Fearful parents barred HIV-positive children from attending school last summer in An Nhon Tay, Vietnam. Real Health wondered: Could that happen here?

Sadly, it does. “Even though [Americans] seem to understand that HIV/AIDS is not the death sentence it used to be, it still carries stigma,” says Khadijah Tribble, of Pediatric AIDS/HIV Care Inc. (PAHC), in Washington, DC.

In a PAHC survey, 95 percent of respondents said they wouldn’t treat someone differently if he or she were HIV positive. But only 62 percent said they would feel comfortable letting their children play with HIV-positive youngsters. The result?
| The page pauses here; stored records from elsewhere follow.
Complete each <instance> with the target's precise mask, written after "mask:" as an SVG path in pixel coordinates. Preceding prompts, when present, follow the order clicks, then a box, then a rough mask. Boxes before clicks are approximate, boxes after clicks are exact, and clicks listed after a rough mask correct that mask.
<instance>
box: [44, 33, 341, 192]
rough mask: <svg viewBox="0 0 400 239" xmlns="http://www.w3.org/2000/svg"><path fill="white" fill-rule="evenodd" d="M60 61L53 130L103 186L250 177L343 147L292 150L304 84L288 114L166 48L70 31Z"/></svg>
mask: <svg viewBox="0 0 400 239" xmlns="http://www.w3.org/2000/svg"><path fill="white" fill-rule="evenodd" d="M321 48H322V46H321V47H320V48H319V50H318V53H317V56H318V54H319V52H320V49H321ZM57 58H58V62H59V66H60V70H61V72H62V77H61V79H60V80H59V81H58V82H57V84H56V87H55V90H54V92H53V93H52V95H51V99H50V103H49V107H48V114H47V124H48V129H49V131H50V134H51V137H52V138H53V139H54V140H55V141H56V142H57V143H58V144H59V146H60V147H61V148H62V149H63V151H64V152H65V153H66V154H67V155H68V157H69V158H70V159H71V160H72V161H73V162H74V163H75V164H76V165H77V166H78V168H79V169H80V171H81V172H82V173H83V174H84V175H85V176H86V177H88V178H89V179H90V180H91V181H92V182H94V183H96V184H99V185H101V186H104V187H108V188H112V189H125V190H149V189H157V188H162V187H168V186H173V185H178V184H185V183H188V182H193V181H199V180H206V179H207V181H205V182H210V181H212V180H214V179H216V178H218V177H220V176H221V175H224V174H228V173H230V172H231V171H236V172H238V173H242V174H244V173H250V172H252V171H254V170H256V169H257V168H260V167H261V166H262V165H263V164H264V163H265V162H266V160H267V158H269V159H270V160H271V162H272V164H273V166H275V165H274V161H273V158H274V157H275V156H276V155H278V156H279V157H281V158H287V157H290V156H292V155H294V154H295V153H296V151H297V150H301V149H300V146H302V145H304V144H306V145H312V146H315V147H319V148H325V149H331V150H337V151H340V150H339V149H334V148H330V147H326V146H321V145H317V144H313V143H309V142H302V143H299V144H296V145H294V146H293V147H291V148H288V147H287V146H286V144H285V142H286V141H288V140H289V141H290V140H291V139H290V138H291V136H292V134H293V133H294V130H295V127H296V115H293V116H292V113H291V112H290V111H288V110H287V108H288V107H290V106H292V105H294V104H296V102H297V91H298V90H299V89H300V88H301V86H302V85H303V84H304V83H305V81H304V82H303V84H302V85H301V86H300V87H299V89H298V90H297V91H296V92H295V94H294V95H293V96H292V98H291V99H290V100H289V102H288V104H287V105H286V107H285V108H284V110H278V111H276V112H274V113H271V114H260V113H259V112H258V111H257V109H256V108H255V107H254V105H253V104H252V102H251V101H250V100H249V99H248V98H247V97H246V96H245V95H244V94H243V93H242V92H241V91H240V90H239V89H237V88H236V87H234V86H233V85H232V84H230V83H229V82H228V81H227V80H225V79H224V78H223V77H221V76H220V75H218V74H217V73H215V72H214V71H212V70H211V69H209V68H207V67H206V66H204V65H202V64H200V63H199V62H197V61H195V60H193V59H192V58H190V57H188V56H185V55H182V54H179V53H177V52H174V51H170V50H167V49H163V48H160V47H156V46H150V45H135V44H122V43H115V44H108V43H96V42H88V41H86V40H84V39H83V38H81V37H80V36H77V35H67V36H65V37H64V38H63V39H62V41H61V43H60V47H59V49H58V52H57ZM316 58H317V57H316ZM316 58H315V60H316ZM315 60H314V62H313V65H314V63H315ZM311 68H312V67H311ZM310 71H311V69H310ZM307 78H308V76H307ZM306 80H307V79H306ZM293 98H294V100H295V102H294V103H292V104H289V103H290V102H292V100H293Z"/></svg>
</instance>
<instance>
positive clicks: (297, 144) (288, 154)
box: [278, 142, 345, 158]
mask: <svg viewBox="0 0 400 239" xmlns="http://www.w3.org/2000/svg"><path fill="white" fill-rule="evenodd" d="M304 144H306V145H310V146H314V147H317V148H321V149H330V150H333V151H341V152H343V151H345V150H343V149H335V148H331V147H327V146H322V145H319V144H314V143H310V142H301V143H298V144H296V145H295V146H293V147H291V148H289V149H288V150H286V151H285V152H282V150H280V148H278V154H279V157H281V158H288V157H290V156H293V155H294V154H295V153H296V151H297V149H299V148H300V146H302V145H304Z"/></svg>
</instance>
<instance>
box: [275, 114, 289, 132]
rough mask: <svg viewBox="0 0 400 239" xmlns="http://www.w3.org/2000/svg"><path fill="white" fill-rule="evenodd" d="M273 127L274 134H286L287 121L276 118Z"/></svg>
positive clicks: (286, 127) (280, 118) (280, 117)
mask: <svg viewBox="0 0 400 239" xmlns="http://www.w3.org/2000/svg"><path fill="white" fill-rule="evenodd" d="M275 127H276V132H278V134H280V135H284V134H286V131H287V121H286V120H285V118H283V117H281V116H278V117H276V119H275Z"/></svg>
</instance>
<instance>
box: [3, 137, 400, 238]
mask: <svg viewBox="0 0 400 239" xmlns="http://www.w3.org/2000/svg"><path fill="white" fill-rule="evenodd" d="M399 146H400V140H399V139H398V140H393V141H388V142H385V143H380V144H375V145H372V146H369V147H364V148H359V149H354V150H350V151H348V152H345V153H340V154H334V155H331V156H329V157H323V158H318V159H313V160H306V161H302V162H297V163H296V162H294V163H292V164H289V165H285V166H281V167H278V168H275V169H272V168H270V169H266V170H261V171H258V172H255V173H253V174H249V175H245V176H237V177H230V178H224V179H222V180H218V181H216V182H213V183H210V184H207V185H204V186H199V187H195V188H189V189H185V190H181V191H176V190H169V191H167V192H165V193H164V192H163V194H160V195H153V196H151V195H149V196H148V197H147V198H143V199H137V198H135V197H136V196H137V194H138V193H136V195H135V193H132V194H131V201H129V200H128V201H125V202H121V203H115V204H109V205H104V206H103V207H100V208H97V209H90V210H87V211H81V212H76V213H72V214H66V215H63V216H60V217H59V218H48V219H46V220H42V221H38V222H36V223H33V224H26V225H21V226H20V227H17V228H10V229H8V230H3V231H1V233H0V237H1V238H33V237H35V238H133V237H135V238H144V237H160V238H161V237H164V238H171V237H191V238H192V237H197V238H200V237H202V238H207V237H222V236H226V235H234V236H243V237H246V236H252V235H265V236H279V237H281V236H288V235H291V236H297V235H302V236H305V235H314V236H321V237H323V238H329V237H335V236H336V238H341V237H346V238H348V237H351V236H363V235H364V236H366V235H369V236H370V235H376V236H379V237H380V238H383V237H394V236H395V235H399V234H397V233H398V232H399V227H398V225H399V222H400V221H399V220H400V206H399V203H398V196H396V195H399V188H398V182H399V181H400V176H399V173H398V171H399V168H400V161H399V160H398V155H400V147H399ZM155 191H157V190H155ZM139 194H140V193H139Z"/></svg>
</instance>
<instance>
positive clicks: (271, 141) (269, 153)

Most parents choose not to disclose their child’s HIV to the school (medical privacy laws make it voluntary). “I can count on one hand how many families have disclosed,” says Lorri Connelly, a nurse case manager at Southern New Jersey Regional Family HIV Treatment Center.

When parents do disclose to a school nurse or principal, the picture isn’t bad, says Richard Rutstein, MD, of the Children’s Hospital of Philadelphia: “In most cases with my patients, there have been very few instances where things did not go well.”

When children 9 and older disclose to friends, however, “it’s gone all different ways,” adds Gail Burack, PhD, clinical assistant professor of pediatrics at the UMDNJ-Robert Wood Johnson Medical School in New Brunswick, New Jersey. “[Some suffered] no negative consequence, but others [met with] a lot of prejudice.”

Because many HIV-positive children in urban areas lost a parent to HIV/AIDS, to them it still feels like a secret to guard closely. In that case, “disclosing HIV status is the last thing kids and parents want to do,” says Tribble, whose group serves mainly urban-area kids.

“We hope we’re moving toward a more tolerant community,” Tribble adds. But until families disclose their children’s HIV status, it’s hard to know what level of tolerance they’ll encounter. And, as Connelly points out, “It’s a high price to pay to find out.”